Mentre intorno a noi il mondo appare carico di un pericolo non immediatamente visibile, se non nei suoi effetti, dalla mia libreria, un libro, in mezzo a tanti altri, sembra chiamarmi imperiosamente… il libro dei mutamenti, gli antichi esagrammi cinesi, conosciuto dai più, con il nome di I-Ching.
Sfogliandolo ritrovo un approccio a me caro e familiare ma anche opposto al nostro modo “occidentale/razionale” di considerare l’essere e il vivere.
Le cose su cui siamo abituati a fare affidamento sono in realtà i più grandi ostacoli: il “fare” incessante, il “produrre”, il “riuscire”, il raggiungere obiettivi esterni a noi.
Mi chiedo quanto, i nostri frenetici gesti quotidiani, ci hanno portato a riempire ogni spazio della nostra vita, eliminando la possibilità di sperimentare il “vuoto”?
Senza quasi accorgercene, ci siamo negati l’esperienza più importante per ogni essere umano: lo “stare nel vuoto” ovvero gestire l’”assenza”.
Esperienza di primaria importanza psichica perché solo in questo spazio “vuoto” l’essere umano può sentirsi spinto allo sviluppo, alla ricerca, alla crescita e alla creatività.
Un “vuoto” che diventa pieno e accogliente, un “vuoto” che è lo “spazio tra un respiro e un altro”; uno spazio che si trasforma nel tempo, quello che ha l’onda del mare di arrivare al suo apice, per poi ricrearsi all’interno del proprio interminabile moto; uno spazio in cui la nostra parte razionale e quella inconscia possono intrecciarsi e generare nuovi significati e nuove risposte creative alle domande dell’esistere.

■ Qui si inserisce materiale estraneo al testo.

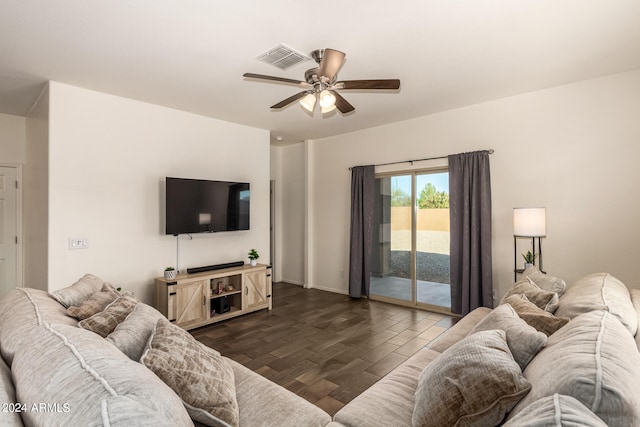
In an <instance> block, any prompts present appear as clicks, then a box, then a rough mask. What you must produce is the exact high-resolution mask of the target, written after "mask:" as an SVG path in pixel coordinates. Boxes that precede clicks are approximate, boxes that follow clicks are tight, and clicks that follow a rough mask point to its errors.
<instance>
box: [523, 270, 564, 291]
mask: <svg viewBox="0 0 640 427" xmlns="http://www.w3.org/2000/svg"><path fill="white" fill-rule="evenodd" d="M522 275H523V276H524V277H528V278H529V279H530V280H531V281H532V282H533V283H535V284H536V285H537V286H538V287H540V288H541V289H544V290H545V291H550V292H555V293H557V294H558V296H562V294H563V293H564V290H565V288H566V287H567V283H566V282H565V281H564V280H562V279H558V278H557V277H555V276H552V275H550V274H546V273H543V272H541V271H540V270H539V269H538V267H536V266H535V265H534V266H532V267H529V268H527V269H526V270H525V271H524V272H523V273H522Z"/></svg>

L’emergenza che stiamo vivendo, in questo momento, è una possibilità di cambiamento, è un invito alla scelta: quella di decidere cosa è importante per noi e cosa no, è un invito a scendere in profondità per arrivare al centro di noi stessi a cercare più ricchezza e significati, è un invito a rigenerarsi profondamente.
Sta a noi assumerci la responsabilità di scegliere di ricordarci di aprire questa porta o di scegliere di dimenticarci di farlo.